Resistance to Syria Action in the British Parliament
MPs had been due to vote on whether the UK should launch an attack against President Bashar al-Assad’s regime.
But David Cameron was forced to back down after Labour said it wanted to wait for UN inspectors to report first.
Mr Cameron was not confident of gaining the backing of MPs for military action without Labour’s support, as a number of Tory and Lib Dem MPs were expected to rebel.
Labour leader Ed Miliband has said he wants to see more evidence President Assad’s regime carried out the chemical attack and does not want the UK to be pushed into action by an “artificial” timetable.
The man has a point, I have to say.
Mr Milband has said he wants to “learn the lessons of Iraq” by giving UN weapons inspectors time to present the evidence.

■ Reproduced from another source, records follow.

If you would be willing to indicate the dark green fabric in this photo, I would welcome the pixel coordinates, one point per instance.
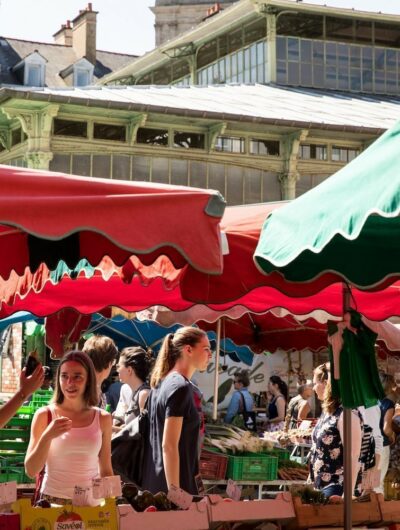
(359, 382)
(348, 224)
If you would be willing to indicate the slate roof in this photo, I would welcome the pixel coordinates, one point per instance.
(58, 58)
(291, 107)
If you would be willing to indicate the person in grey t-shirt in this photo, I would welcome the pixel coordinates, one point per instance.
(172, 457)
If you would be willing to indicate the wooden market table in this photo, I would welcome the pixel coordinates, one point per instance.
(262, 486)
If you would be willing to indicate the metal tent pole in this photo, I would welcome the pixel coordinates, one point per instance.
(216, 375)
(348, 493)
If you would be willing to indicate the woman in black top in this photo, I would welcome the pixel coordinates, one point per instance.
(172, 457)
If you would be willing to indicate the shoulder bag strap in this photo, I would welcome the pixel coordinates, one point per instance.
(243, 402)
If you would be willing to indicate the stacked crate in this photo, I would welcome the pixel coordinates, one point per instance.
(14, 439)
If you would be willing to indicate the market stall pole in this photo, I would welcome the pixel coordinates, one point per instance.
(216, 373)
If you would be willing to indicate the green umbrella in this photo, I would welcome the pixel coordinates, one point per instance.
(347, 228)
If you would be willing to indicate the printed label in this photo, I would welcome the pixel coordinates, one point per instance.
(180, 497)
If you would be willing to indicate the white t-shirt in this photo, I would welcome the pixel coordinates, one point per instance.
(125, 398)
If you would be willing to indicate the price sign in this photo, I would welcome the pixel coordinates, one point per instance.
(81, 496)
(180, 497)
(233, 490)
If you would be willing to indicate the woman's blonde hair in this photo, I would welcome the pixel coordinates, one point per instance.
(90, 396)
(171, 351)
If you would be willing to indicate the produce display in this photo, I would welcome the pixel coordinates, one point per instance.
(292, 436)
(233, 440)
(290, 470)
(144, 501)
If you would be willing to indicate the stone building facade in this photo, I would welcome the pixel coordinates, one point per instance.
(173, 17)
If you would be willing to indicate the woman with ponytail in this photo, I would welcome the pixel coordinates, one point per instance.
(172, 457)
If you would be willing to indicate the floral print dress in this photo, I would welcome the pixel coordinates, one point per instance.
(326, 455)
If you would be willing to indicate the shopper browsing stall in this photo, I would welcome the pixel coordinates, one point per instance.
(172, 457)
(134, 368)
(276, 409)
(326, 455)
(241, 402)
(71, 438)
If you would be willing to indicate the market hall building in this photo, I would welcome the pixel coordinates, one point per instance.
(261, 101)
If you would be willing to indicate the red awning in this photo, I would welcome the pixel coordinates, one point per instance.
(46, 217)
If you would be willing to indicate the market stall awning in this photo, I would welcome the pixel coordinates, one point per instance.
(48, 217)
(347, 228)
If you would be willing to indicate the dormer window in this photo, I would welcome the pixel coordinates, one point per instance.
(32, 70)
(79, 73)
(83, 73)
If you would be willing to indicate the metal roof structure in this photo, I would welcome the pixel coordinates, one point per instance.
(233, 16)
(291, 107)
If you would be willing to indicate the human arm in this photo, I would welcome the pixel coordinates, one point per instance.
(387, 425)
(356, 439)
(233, 407)
(280, 407)
(372, 417)
(27, 385)
(105, 466)
(42, 433)
(143, 395)
(170, 448)
(304, 410)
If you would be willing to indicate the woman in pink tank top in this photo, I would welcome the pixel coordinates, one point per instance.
(75, 446)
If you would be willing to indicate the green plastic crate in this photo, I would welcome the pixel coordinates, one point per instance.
(14, 434)
(22, 476)
(19, 421)
(6, 475)
(255, 467)
(281, 454)
(14, 445)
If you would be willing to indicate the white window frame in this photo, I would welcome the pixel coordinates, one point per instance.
(83, 66)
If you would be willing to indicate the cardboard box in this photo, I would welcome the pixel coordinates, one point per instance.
(280, 508)
(390, 510)
(9, 521)
(319, 515)
(68, 517)
(196, 518)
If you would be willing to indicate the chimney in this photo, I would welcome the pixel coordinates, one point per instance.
(213, 10)
(64, 35)
(84, 34)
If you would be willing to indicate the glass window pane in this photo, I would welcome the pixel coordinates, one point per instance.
(293, 73)
(101, 166)
(62, 163)
(189, 140)
(160, 170)
(152, 136)
(293, 49)
(141, 168)
(252, 186)
(234, 187)
(121, 167)
(281, 48)
(216, 178)
(69, 128)
(198, 174)
(81, 165)
(306, 49)
(104, 131)
(179, 172)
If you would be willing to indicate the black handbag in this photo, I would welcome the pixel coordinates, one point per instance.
(249, 416)
(128, 449)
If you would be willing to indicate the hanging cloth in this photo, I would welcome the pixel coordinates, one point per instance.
(356, 380)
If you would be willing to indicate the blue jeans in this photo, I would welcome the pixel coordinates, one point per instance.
(333, 489)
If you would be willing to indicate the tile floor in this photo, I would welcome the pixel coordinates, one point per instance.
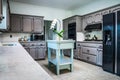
(82, 71)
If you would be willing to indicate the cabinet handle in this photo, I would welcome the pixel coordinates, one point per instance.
(2, 17)
(88, 51)
(88, 58)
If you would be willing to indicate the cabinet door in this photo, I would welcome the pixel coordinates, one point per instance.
(89, 19)
(84, 23)
(41, 52)
(8, 15)
(33, 53)
(98, 17)
(38, 25)
(65, 28)
(15, 23)
(27, 49)
(0, 9)
(27, 23)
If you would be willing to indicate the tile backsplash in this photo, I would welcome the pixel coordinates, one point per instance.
(6, 37)
(98, 34)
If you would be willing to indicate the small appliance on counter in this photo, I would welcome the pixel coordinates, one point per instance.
(36, 37)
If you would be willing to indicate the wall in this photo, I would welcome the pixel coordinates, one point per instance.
(98, 34)
(5, 37)
(48, 13)
(95, 6)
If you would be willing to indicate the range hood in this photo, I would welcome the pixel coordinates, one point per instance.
(92, 27)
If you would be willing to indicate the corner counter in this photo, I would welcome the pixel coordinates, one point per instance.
(17, 64)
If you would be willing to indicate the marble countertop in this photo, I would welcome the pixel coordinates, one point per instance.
(17, 64)
(96, 42)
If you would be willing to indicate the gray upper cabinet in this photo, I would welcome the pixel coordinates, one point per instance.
(74, 19)
(97, 18)
(16, 23)
(38, 25)
(27, 24)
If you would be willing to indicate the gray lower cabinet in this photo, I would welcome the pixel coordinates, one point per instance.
(37, 50)
(40, 52)
(33, 52)
(89, 54)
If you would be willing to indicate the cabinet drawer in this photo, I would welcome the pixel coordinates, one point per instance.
(89, 50)
(89, 58)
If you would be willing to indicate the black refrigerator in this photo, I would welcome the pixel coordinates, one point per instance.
(111, 42)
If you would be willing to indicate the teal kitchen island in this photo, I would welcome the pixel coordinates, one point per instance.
(60, 61)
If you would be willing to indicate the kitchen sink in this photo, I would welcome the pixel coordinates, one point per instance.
(8, 44)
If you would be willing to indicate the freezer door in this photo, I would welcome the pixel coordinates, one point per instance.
(109, 42)
(118, 43)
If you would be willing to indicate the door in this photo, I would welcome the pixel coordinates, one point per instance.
(41, 52)
(15, 23)
(38, 25)
(109, 42)
(118, 43)
(27, 23)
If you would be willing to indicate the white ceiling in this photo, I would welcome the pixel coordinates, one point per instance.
(61, 4)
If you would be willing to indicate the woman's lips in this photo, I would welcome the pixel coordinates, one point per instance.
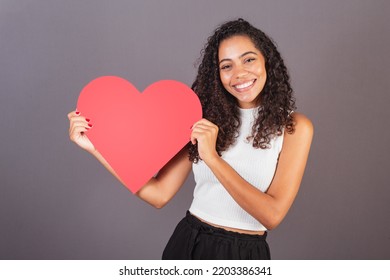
(244, 86)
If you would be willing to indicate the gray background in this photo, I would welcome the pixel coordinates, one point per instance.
(58, 202)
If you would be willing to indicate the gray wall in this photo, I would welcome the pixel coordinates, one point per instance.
(58, 202)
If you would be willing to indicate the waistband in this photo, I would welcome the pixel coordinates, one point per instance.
(202, 227)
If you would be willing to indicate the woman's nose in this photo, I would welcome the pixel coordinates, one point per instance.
(240, 72)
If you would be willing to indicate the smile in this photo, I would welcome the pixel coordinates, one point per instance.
(244, 86)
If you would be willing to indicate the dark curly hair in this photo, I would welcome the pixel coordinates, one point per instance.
(220, 107)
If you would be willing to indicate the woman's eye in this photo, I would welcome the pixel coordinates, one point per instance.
(249, 59)
(225, 67)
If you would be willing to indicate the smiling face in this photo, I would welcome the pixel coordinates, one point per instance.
(242, 70)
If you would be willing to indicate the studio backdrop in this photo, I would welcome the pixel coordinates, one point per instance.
(58, 202)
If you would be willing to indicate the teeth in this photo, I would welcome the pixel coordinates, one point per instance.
(241, 86)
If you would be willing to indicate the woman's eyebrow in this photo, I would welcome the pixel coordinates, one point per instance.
(244, 54)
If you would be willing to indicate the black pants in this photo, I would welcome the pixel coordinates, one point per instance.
(196, 240)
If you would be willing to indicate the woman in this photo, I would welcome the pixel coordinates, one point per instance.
(248, 153)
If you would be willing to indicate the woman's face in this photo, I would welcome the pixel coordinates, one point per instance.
(242, 70)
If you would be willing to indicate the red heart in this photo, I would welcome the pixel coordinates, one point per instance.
(137, 133)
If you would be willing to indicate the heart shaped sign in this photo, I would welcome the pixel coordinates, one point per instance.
(138, 133)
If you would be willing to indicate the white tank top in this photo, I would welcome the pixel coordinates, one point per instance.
(212, 202)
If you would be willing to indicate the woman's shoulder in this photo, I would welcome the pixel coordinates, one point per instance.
(302, 125)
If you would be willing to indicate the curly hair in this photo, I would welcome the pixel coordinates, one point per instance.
(220, 107)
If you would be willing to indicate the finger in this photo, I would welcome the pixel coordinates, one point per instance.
(76, 125)
(73, 114)
(76, 133)
(79, 121)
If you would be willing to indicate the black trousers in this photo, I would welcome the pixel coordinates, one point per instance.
(196, 240)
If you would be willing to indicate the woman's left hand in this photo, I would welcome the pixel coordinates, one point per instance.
(205, 133)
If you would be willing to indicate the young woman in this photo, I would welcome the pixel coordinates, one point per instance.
(248, 153)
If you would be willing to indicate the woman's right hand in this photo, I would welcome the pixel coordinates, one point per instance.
(78, 125)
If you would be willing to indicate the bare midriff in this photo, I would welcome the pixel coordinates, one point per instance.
(253, 232)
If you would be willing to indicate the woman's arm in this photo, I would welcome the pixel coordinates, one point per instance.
(271, 207)
(159, 190)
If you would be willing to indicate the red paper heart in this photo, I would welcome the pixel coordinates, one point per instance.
(138, 133)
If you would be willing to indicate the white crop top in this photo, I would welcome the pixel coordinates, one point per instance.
(212, 202)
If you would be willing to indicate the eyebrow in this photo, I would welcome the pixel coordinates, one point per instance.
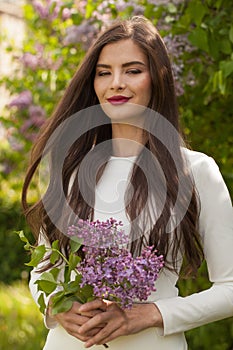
(101, 65)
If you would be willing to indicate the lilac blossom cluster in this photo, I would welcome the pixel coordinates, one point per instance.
(41, 59)
(36, 114)
(110, 268)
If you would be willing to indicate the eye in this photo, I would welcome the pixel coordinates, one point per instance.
(133, 71)
(103, 73)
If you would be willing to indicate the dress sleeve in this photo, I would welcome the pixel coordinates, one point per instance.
(49, 321)
(216, 229)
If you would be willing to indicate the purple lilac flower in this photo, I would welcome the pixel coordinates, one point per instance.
(44, 11)
(99, 235)
(23, 100)
(120, 277)
(110, 268)
(84, 33)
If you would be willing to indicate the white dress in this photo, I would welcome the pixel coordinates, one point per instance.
(179, 313)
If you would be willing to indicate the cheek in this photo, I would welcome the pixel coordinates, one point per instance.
(145, 87)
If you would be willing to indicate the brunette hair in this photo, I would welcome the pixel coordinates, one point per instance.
(80, 95)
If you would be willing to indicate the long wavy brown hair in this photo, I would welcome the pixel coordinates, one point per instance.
(85, 162)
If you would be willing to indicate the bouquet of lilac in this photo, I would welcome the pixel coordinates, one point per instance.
(108, 270)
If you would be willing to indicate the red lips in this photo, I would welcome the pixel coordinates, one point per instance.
(118, 99)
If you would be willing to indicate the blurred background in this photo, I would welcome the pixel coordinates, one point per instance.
(41, 45)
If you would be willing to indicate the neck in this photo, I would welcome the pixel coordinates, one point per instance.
(127, 140)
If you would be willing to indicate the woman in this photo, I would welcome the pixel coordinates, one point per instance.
(167, 195)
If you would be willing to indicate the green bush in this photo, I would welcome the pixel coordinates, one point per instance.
(21, 324)
(13, 256)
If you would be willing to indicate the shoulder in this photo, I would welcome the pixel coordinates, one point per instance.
(199, 163)
(205, 172)
(196, 159)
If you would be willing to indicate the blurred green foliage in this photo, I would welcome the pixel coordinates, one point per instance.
(202, 33)
(21, 324)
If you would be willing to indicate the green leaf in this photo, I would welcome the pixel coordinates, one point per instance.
(42, 303)
(225, 46)
(226, 67)
(197, 11)
(22, 236)
(47, 283)
(55, 256)
(55, 272)
(74, 260)
(198, 37)
(63, 304)
(37, 256)
(231, 34)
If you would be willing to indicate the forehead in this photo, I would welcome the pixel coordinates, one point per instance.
(121, 51)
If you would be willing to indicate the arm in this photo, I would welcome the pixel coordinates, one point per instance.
(216, 228)
(116, 322)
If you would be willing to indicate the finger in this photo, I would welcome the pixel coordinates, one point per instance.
(98, 321)
(102, 337)
(93, 305)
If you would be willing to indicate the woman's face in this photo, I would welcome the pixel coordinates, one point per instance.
(122, 81)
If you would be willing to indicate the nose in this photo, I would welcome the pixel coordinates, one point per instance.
(118, 82)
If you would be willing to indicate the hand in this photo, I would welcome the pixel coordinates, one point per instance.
(73, 319)
(116, 322)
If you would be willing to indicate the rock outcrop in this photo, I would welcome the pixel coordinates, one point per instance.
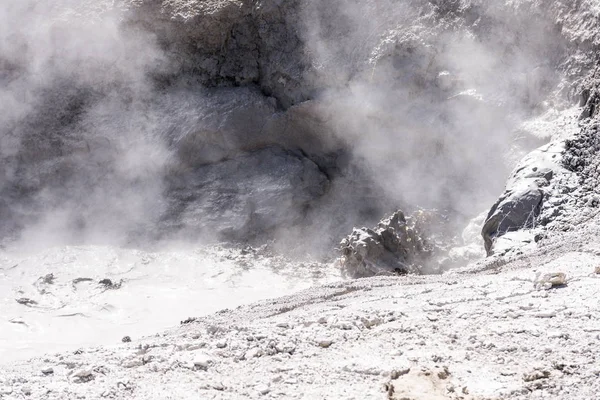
(394, 246)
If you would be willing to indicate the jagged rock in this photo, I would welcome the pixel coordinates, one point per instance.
(513, 211)
(395, 246)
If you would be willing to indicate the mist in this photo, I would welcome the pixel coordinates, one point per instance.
(108, 135)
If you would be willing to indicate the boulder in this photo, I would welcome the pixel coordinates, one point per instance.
(395, 246)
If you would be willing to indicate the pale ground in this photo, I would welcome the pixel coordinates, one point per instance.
(485, 331)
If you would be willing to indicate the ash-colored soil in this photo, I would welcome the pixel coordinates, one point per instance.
(495, 330)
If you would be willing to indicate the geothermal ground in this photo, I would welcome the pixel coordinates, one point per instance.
(305, 199)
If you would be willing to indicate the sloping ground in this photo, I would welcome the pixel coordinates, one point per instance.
(494, 331)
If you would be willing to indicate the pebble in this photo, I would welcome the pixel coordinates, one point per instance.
(288, 348)
(263, 389)
(6, 390)
(324, 342)
(252, 353)
(202, 360)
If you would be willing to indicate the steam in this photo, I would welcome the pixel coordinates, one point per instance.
(79, 138)
(421, 98)
(429, 95)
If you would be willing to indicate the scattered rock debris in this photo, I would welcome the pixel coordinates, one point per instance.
(551, 280)
(26, 302)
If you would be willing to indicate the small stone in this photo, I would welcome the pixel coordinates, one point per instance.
(551, 280)
(83, 375)
(253, 353)
(6, 390)
(397, 373)
(444, 374)
(218, 386)
(202, 361)
(324, 342)
(26, 302)
(288, 348)
(263, 389)
(535, 375)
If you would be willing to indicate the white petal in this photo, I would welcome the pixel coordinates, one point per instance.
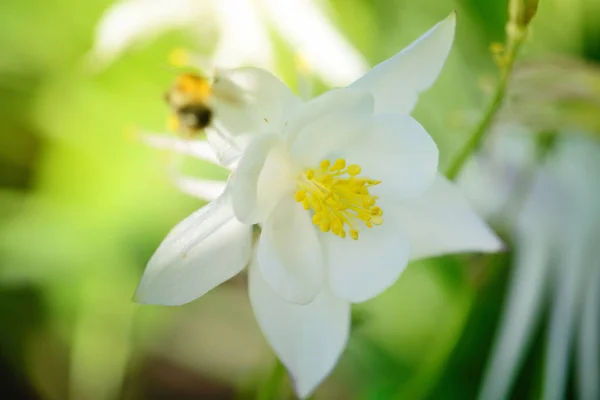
(201, 188)
(326, 51)
(361, 269)
(289, 253)
(247, 101)
(263, 176)
(328, 122)
(398, 151)
(442, 222)
(201, 252)
(397, 82)
(308, 339)
(195, 148)
(522, 312)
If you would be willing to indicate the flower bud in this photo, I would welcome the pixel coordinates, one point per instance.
(520, 12)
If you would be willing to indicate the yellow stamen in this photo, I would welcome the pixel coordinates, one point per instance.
(173, 123)
(339, 198)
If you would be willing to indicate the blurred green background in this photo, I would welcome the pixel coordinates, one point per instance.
(83, 205)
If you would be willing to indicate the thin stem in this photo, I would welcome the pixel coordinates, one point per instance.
(481, 129)
(271, 389)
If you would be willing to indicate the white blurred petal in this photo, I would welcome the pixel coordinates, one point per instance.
(588, 366)
(397, 82)
(196, 148)
(522, 312)
(564, 311)
(132, 22)
(308, 30)
(399, 152)
(441, 222)
(308, 339)
(261, 179)
(289, 253)
(204, 250)
(361, 269)
(204, 189)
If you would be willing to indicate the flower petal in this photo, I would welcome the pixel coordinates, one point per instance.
(399, 152)
(262, 177)
(325, 123)
(442, 222)
(196, 148)
(204, 189)
(247, 101)
(201, 252)
(289, 253)
(361, 269)
(397, 82)
(308, 339)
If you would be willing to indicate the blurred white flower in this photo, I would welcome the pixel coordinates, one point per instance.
(242, 28)
(556, 230)
(365, 175)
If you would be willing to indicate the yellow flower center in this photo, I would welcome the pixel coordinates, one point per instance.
(339, 198)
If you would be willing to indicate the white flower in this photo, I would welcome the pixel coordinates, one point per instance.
(346, 191)
(555, 230)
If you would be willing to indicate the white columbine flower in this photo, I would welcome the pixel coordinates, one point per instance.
(345, 190)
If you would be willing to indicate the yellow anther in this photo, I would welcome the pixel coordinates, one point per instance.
(339, 164)
(179, 58)
(354, 170)
(300, 195)
(306, 204)
(377, 220)
(339, 198)
(317, 219)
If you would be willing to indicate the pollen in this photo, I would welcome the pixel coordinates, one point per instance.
(339, 198)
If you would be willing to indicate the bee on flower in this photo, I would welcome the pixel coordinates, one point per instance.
(345, 192)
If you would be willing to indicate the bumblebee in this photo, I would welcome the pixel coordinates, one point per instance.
(189, 99)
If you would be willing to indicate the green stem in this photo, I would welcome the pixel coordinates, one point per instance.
(479, 133)
(271, 389)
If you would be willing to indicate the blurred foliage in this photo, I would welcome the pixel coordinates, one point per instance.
(83, 205)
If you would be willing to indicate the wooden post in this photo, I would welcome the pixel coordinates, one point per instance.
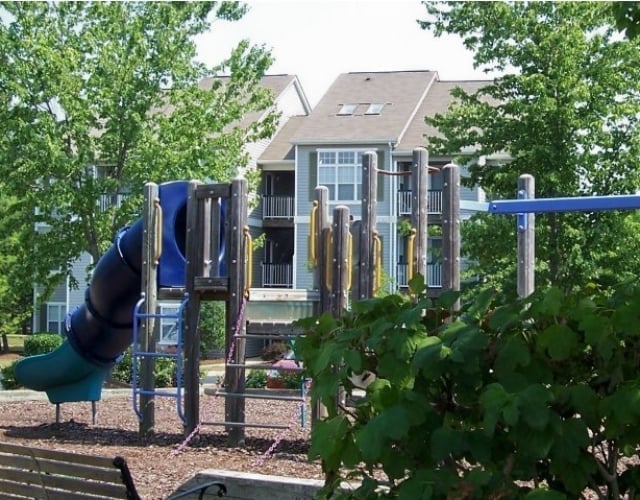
(341, 261)
(365, 276)
(419, 199)
(321, 196)
(451, 229)
(526, 239)
(152, 232)
(322, 236)
(191, 334)
(236, 262)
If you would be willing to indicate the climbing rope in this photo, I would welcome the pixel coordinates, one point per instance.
(234, 338)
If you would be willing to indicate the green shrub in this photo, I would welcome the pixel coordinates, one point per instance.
(275, 351)
(165, 370)
(292, 379)
(212, 326)
(506, 398)
(8, 374)
(256, 379)
(42, 343)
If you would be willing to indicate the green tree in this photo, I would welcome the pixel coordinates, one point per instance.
(627, 16)
(105, 96)
(565, 109)
(16, 293)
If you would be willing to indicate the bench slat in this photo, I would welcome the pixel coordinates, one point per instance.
(60, 475)
(66, 456)
(67, 484)
(61, 468)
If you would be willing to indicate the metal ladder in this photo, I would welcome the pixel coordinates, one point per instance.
(301, 398)
(137, 355)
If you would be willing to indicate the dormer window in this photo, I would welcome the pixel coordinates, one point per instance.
(347, 109)
(375, 108)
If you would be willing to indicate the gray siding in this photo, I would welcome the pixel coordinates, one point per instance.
(256, 268)
(306, 173)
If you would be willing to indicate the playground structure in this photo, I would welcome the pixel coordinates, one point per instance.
(192, 244)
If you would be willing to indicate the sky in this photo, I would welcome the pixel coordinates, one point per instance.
(319, 39)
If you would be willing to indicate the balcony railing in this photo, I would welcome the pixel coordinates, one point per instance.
(434, 202)
(434, 275)
(277, 207)
(277, 275)
(107, 201)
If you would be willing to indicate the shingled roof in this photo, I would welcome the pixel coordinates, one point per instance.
(406, 97)
(398, 92)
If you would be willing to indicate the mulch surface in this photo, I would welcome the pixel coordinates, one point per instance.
(161, 462)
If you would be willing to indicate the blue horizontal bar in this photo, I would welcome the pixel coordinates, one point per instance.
(475, 206)
(575, 204)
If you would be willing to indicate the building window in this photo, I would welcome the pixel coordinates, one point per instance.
(55, 317)
(341, 173)
(169, 326)
(347, 109)
(375, 108)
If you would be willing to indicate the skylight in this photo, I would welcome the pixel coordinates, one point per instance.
(347, 109)
(375, 108)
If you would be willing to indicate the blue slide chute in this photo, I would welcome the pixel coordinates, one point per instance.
(100, 330)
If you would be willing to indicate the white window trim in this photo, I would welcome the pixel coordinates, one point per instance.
(341, 150)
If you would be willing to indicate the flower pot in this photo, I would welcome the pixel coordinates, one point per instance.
(275, 383)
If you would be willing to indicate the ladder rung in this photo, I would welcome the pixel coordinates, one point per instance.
(144, 392)
(266, 336)
(247, 395)
(264, 366)
(149, 354)
(241, 424)
(171, 293)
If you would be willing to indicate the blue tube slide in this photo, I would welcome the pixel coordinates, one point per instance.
(100, 330)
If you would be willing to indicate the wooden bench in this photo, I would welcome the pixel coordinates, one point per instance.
(27, 472)
(40, 473)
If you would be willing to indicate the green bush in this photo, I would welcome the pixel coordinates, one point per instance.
(256, 379)
(42, 343)
(8, 374)
(506, 398)
(165, 370)
(292, 380)
(275, 351)
(212, 326)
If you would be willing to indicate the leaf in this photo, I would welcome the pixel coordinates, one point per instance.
(445, 442)
(371, 439)
(480, 304)
(427, 358)
(327, 437)
(559, 340)
(503, 317)
(534, 405)
(493, 399)
(544, 494)
(512, 352)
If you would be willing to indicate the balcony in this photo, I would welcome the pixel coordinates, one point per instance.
(434, 275)
(277, 207)
(434, 202)
(277, 275)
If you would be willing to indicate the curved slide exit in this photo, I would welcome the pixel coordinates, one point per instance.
(100, 330)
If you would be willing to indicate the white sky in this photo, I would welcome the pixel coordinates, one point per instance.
(319, 39)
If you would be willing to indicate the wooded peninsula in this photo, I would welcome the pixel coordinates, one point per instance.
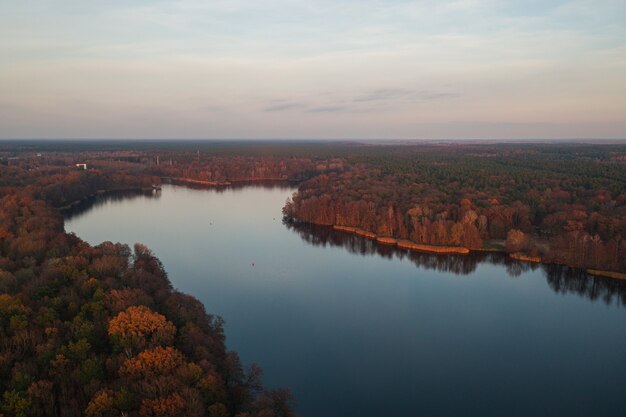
(99, 330)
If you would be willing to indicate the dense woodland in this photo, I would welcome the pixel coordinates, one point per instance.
(99, 331)
(563, 204)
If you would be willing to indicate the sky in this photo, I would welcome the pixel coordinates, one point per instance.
(314, 69)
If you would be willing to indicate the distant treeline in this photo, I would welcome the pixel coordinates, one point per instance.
(99, 331)
(564, 204)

In general, the politics of the situation in the UK are quite interesting:
[Milband] has yet to decide whether Labour will back the government’s motion paving the way for military action if his party’s motion is voted down, raising the prospect of a damaging defeat for Mr Cameron.
BBC Political Editor Nick Robinson said it was “without modern precedent for a prime minister to lose control of his foreign policy, let alone decisions about peace and war”.
But Foreign Secretary William Hague said the government was keen to proceed “on a consensual basis” and the prime minister recognised “the deep concerns in this country over what happened over Iraq”.